The reason I mention LCD Soundsystem a lot on this here blog of mine is because they do something almost no one I can think of does: they make electronic music that doesn’t send me flying into a homicidal rage. In fact, they make electronic music that kicks ass. That has to be a fluke, right? (No, because Massive Attack and The Beta Band also used to do it.)

Apparently not (I don’t pay attention to my own excessive parenthetical statements). You see, this YACHT album, See Mystery Lights, is pretty great. And it’s definitely of the electronic persuasion. I definitely begrudge them the all-caps name (although maybe I shouldn’t; DOOM does this and his music is unbelievably rad. Your favorite rapper probably doesn’t sample Bukowski poems) and “I’m in Love with a Ripper” is kind of a big turd of a song (not everyone will agree with me there, but the annoying vocal effects are too much for my limited electronic tastes), but the rest of the album ranges from good to fucking awesome, and it starts firmly in the latter category with “Ring the Bell” and “The Afterlife,” two songs that ought to be on the playlist at the hedonistic orgy (is there some other kind of orgy?) that I expect to follow my funeral (if any of you out there live longer than I do, and someone probably will, you must know that any worthy celebration of my life will require epic quantities of  the following:  great beer, great music, and great sex. Probably also video games and swears).

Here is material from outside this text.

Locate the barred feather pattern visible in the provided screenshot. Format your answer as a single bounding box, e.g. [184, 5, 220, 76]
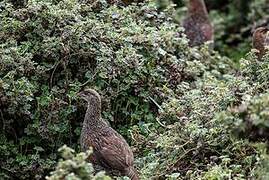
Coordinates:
[80, 89, 139, 180]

YACHT is pretty much Astoria-born Jona Bechtolt who, in addition to making great music, joins The Goonies as one of only two culturally relevant things to ever emerge from Astoria (their high school mascot is, I shit you not, is the Fighting Fisherman. I’m pretty sure my first alcoholic step-dad could have run onto the field at any given game and been mistaken for this mascot). Bechtolt’s partner in crime on See Mystery Lights is Claire L. Evans, who delivers great vocal turns on “The Afterlife” and “Psychic City,” the catchiest song I’ve heard in a long-ass time. The rest of the band might well be a drum-machine and a laptop. You might think I’m dissing YACHT here, but I’m really not; they do a lot with their lappy & drumputer. A lot more than a lot of really shitty bands out there.

See Mystery Lights is far from perfect; it’s really only 8 tracks with two alternate takes of other songs stuck on the end (the “party mix” of “I’m in Love with a Ripper” is actually superior to the original version, in my opinion. But just barely), which makes it as long as Modest Mouse’s dead-awesome No One’s First and You’re Next EP. That, however, is about par for the course on DFA – LCD Soundsystem has yet to release an album longer than nine tracks. See Mystery Lights has one other minor flaw: “It’s Boring/You Can Live Anywhere You Want” is about three minutes too long. I forgive YACHT for this, however, because it’s still pretty awesome (especially the “It’s Boring” part). And the gems on See Mystery Lights outweigh its flaws by one million shiny tons.  This style of music may be a bit outside of some people’s comfort zone (hell, it’s out of mine), but it’s the kind of album you’ll hear in the background at a party (or an orgy of the hedonistic or non-hedonistic variety) and start nodding your head. And then you’ll run over to the host of the party/orgy (aren’t orgies a kind of party? And if not, shouldn’t they be? I need an orgy taxonomist, forthwith!) and demand to know what that great music is. And the host will be James Murphy and he’ll tell you it’s this band he just signed called YACHT. And then you’ll wake up. The dream will fade, but See Mystery Lights will still be awesome and James Murphy will still be an all-high musical badass.